I know this is an old post, but I have to point out that we don't need to assume anything about the timing.
It's 1880--presumably late fall or winter--when Delilah is attacked (the screen tells us explicitly that it is 1880). Little Bill tells Davey and Quick Mike to come back in the spring to hand over the horses.
Next we see them do that, and it's late spring--which would be 1881--as evinced by Shorty telling them they're late and he was getting ready to call Little Bill in a few days to have him go after them.
The main part of the film takes place in July 1881. We know that definitively because of the discussion and newspaper headlines on the train (as well as Little Bill's "...on Independence Day," comment) which announce Charles Guiteau's assassination attempt* on President Garfield. Guiteau (an unhinged fanatic who believed Garfield owed him an ambassadorship) shot Garfield on July 2, 1881, and since the other men on the train are not aware of all the details yet, we can then assume that Little Bill is correctly giving the date when he punches English Bob.
English Bob is kicked out of town the next day, which would be July 5, and the rest of the action takes place over the course of the next week or so (Bill Munny is unconscious for three days, remember).
*I say "assassination attempt" because Garfield did not die until September, so at the time it truly was only an attempt. Not to mention that had it not been for some absolutely horrific medical malpractice, Garfield would very likely have lived; the bullet shot by Guiteau actually only penetrated the stout President's abdomen (missing all organs) by a few inches. But then various doctors etc. went poking around inside the wound, looking for the bullet and trying to determine the extent of the damage, with various implements, including unwashed fingers and sharp bits of metal. They managed to dig their own canal in the poor man's abdomen, puncture his previously unharmed liver, and introduce all sort of germs and filth. The end result was that a three- or four-inch wound became a tunnel of infection eleven inches or so long. They made that even worse by administering emetics and enemas, and then feeding the liver-compromised President brandy and milk. Garfield suffered a horrible painful death, and it was really due to the lack of proper care.
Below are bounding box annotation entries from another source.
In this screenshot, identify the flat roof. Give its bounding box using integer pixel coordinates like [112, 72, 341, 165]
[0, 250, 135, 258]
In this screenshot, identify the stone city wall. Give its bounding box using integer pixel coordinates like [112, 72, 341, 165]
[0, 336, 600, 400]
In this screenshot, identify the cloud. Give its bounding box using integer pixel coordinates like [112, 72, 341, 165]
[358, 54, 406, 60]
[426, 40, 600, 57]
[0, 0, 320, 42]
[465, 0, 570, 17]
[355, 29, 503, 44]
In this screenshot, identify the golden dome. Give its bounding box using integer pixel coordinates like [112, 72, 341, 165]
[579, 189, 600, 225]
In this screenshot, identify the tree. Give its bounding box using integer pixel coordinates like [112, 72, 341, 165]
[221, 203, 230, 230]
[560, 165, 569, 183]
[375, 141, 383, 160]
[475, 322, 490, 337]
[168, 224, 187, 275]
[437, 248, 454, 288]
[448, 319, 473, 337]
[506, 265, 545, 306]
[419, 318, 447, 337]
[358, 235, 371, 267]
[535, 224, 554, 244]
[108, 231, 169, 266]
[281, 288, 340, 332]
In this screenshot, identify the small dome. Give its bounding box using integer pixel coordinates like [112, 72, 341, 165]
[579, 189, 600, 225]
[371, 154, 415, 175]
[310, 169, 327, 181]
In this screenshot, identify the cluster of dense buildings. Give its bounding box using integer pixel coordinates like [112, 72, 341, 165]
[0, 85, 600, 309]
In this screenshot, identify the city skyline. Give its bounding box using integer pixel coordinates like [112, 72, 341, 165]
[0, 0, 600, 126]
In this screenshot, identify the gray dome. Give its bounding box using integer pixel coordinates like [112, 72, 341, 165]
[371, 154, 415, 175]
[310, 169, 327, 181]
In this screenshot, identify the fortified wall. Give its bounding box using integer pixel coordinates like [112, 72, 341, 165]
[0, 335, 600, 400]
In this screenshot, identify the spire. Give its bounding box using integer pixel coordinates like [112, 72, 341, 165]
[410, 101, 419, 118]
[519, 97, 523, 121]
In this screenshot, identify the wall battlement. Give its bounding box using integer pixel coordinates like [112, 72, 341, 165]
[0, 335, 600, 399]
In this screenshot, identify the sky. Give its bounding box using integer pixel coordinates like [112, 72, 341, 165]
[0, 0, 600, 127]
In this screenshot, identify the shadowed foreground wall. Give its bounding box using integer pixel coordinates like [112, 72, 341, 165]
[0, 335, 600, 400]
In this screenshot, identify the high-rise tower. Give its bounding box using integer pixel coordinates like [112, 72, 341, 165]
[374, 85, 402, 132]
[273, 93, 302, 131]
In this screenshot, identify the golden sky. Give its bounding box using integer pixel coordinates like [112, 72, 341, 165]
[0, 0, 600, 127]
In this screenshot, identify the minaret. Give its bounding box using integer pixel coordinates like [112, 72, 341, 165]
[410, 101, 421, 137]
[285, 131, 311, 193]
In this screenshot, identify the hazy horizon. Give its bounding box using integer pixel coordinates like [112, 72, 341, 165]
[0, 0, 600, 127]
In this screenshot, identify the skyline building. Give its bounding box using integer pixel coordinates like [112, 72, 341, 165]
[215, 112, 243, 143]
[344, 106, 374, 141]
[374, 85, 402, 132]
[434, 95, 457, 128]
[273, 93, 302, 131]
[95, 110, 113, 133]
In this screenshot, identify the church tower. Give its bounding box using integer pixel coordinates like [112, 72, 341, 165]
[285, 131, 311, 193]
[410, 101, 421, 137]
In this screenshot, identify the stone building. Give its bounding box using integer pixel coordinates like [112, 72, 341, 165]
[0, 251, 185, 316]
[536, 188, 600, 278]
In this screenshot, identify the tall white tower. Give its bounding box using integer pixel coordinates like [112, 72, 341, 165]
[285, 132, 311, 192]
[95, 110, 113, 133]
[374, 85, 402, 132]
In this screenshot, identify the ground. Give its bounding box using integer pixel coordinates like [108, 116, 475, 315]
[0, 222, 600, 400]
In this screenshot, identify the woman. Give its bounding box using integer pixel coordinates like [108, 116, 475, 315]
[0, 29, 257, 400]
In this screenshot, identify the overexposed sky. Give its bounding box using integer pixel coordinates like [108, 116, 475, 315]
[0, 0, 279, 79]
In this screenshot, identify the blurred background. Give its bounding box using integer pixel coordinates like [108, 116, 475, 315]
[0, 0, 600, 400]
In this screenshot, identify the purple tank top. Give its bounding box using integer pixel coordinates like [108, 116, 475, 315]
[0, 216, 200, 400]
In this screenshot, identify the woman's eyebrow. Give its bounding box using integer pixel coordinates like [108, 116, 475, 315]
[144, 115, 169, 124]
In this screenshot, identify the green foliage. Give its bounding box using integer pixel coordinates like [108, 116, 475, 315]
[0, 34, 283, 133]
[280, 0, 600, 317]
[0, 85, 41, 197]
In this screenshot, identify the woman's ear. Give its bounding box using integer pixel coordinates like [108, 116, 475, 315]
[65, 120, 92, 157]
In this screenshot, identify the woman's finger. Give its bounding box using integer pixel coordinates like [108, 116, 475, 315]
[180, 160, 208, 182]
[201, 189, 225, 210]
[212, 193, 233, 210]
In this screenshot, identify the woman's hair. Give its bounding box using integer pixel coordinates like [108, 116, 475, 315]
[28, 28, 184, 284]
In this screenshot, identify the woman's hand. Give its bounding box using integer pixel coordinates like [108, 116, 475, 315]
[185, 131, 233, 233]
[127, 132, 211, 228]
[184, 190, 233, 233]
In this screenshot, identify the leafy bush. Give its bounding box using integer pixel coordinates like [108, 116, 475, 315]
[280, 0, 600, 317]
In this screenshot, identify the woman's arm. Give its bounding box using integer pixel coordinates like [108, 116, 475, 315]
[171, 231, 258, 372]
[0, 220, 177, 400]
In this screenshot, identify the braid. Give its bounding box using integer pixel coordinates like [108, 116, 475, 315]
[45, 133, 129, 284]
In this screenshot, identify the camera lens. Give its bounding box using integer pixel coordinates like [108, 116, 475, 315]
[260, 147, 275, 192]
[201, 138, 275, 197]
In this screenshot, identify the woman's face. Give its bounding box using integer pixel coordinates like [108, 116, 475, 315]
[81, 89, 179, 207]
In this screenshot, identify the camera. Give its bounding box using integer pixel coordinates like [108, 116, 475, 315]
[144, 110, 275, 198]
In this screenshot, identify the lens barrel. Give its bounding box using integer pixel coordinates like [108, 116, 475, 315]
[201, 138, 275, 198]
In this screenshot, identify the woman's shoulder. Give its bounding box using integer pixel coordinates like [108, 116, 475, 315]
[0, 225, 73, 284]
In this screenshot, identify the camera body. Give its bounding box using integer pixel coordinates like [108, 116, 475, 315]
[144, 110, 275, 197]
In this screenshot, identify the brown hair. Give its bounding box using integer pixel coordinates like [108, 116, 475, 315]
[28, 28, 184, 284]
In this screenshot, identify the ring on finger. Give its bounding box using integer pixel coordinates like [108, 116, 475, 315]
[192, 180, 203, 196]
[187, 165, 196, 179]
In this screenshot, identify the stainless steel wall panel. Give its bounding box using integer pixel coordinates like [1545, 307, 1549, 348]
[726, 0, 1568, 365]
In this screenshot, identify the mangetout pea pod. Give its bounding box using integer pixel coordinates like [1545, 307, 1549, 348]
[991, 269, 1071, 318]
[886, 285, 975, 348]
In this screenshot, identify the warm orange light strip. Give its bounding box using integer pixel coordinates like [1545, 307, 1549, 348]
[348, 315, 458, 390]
In fact, this medical malpractice was so well-known even at the time (when medicine was certainly not what it is today, and admittedly some of Garfield's treatment was according to the best possible methods of the day) that when Guiteau was tried, he said, "Your Honor, I admit to the shooting of the President, but not the killing." He wasn't entirely wrong.
Of course he was hung anyway. As he mounted the gallows (actually, he *danced* onto the gallows), he recited a poem he'd written, which went:
I am going to the Lord-y
Glory Hallelujah! Glory!
...and then they pulled the lever.
*****
People said love was blind, but what they meant was that love blinded them.